BIA’s statements to that effect are noncontroversial in the criminological community, but rarely does an authority – a state legislature, for instance – have an opportunity to rewrite the juvenile code from top to toe to reflect evidence-based practices. This model code presents just such an opportunity for BIA.

Congress mandated the code with legislation in 1986, and the first version published in 1988; however, BIA has not issued an update since. The update, co-developed with American Indian groups and tribal law scholars, brings together evidence-based and developmentally appropriate practices, approaching juvenile delinquency from more of a public health perspective.

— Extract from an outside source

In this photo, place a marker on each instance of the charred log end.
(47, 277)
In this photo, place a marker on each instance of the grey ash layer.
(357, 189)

BIA oversees U.S.-tribal relations with more than 500 federally recognized American Indian tribes.

The update to the 1988 model code assists “federally recognized tribes in creating individual codes focused on juvenile matters,” according to a BIA press release. The code, along with other advancements from the BIA and Department of the Interior (which oversees BIA), represents bolstered support for tribal sovereignty through the oft-criticized Bureaus of Indian Affairs and Indian Education.

Administrators from the Department of Justice and Department of the Interior as well as advocates in tribal sovereignty and juvenile justice herald the new code. DOJ Office of Juvenile Justice and Delinquency Prevention (OJJDP) Administrator Robert Listenbee called the update “an important step forward in ensuring tribal courts have the resources they need to respond effectively to at-risk and delinquent youth in Indian Country,” noting that the revision attends to the OJJDP mission of “safeguarding the fair and equitable treatment of all youth in the juvenile justice system.”

The head of BIA, Lawrence Roberts, says the 2016 model code “improves decades-old guidance to aid tribes in developing their own codes that will serve and protect” justice-involved youth. The National Council of American Indians and the Center of Indigenous Research and Justice both provided technical and community input to support the drafting of the code.